UDF and UTM’s chickening out of Dedza parliamentary by-election is a missed opportunity


The by-election in Dedza Central Constituency has created another opportunity for aspiring Members of Parliament.

It is reported that Malawi Electoral Commission (MEC) has registered a total of 3,202 new voters with 1,993 of them being female.

This is encouraging news because in the previous by-elections, there were reports of voter apathy.

For your information, the Dedza Central Constituency by-election has been slated to take place on 16 November 2023.

It seems like all preparations for the elections are underway with aspiring parliamentary candidates having presented their nomination papers at a ceremony held at Mthandiza Primary School on 31st October 2023.

What is surprising is that only three aspirants from the Malawi Congress Party (MCP) Willard Gwengwe, Democratic Progressive Party (DPP) Andrew Kowedza, and independent Candidate Jacob Kaumphawi presented their papers.

Why are other political parties such as UTM and the United Democratic Front (UDF) paranoid to feature their own candidates in the Dedza Central Constituency?  

Why do UTM mercenaries make a lot of noise on social media platforms giving people the impression that UTM is a popular party at grassroots level?

Truth be told, most political parties are schizophrenic whenever they hear the name of MCP parliamentary candidate, Willard Gwengwe, who happens to be an elder brother to the Minister of Trade and industry Sosten Gwengwe.

Signs of schizophrenia exhibited by other parties including UTM and UDF are lack of motivation, disorganized thinking, loss of interest in social activities, hallucinations and delusion. It is simply a mental disposition for anything is possible in politics.

Let me take this opportunity to pat on the back DPP candidate, Andrew Kowedza and Independent candidate Jacob Kaumphawi for taking a bold step to challenge a strong MCP candidate, Willard Gwengwe.

It doesn’t require a great philosopher to appreciate that all other political parties including UTM and UDF which chickened out of the Dedza Central Constituency race missed a rare opportunity.

First, participation in the by-elections is important because it shows that the political party is an active one.
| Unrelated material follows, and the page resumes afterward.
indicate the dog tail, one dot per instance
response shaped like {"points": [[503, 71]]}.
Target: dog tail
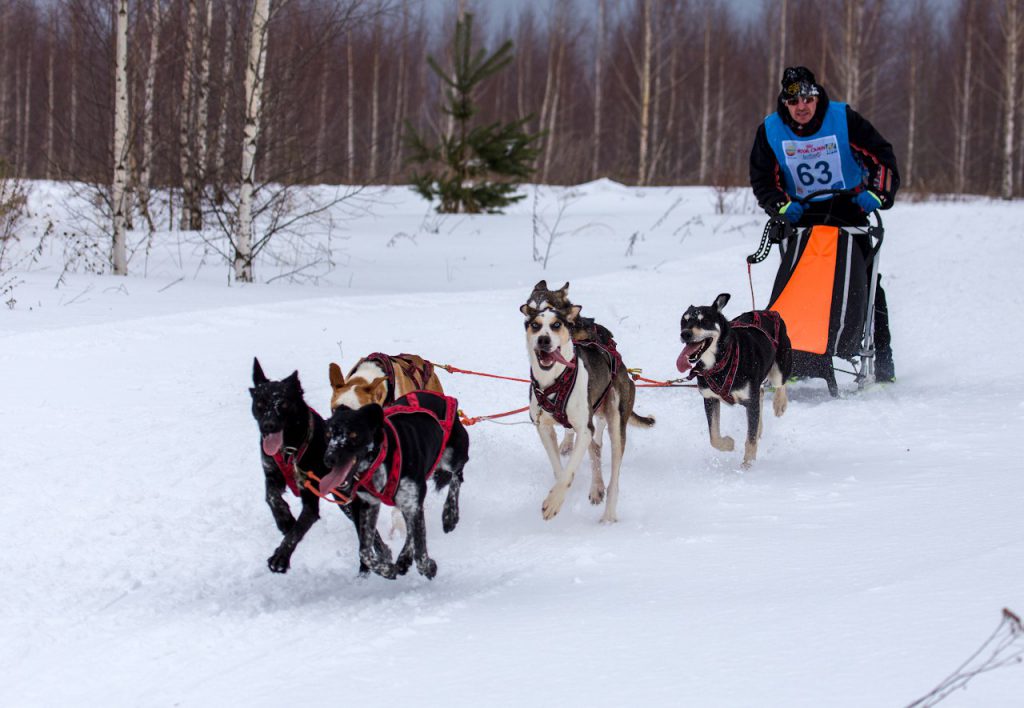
{"points": [[641, 420]]}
It is a well-known fact that all inactive political parties risk being deregistered.

Political parties should not bank their proof of active participation in elections on electoral alliances because such alliances are not usually explicitly registered with MEC.

Second, it must be appreciated that with the introduction of 50% + 1 electoral determining system, it is easier to win a parliamentary seat than a presidential election.

Third, by-elections are a campaign tool in itself for the 2025 forthcoming General elections. Even if a party fails to win a by-election, voters are still reminded of the party’s existence in the constituency.

Lastly but not least, by-elections became a testing lab for the party. It tests the party’s popularity at grassroots level. The results of the by-elections can also be used as a source of information for the party to proactively strategise for the next general elections.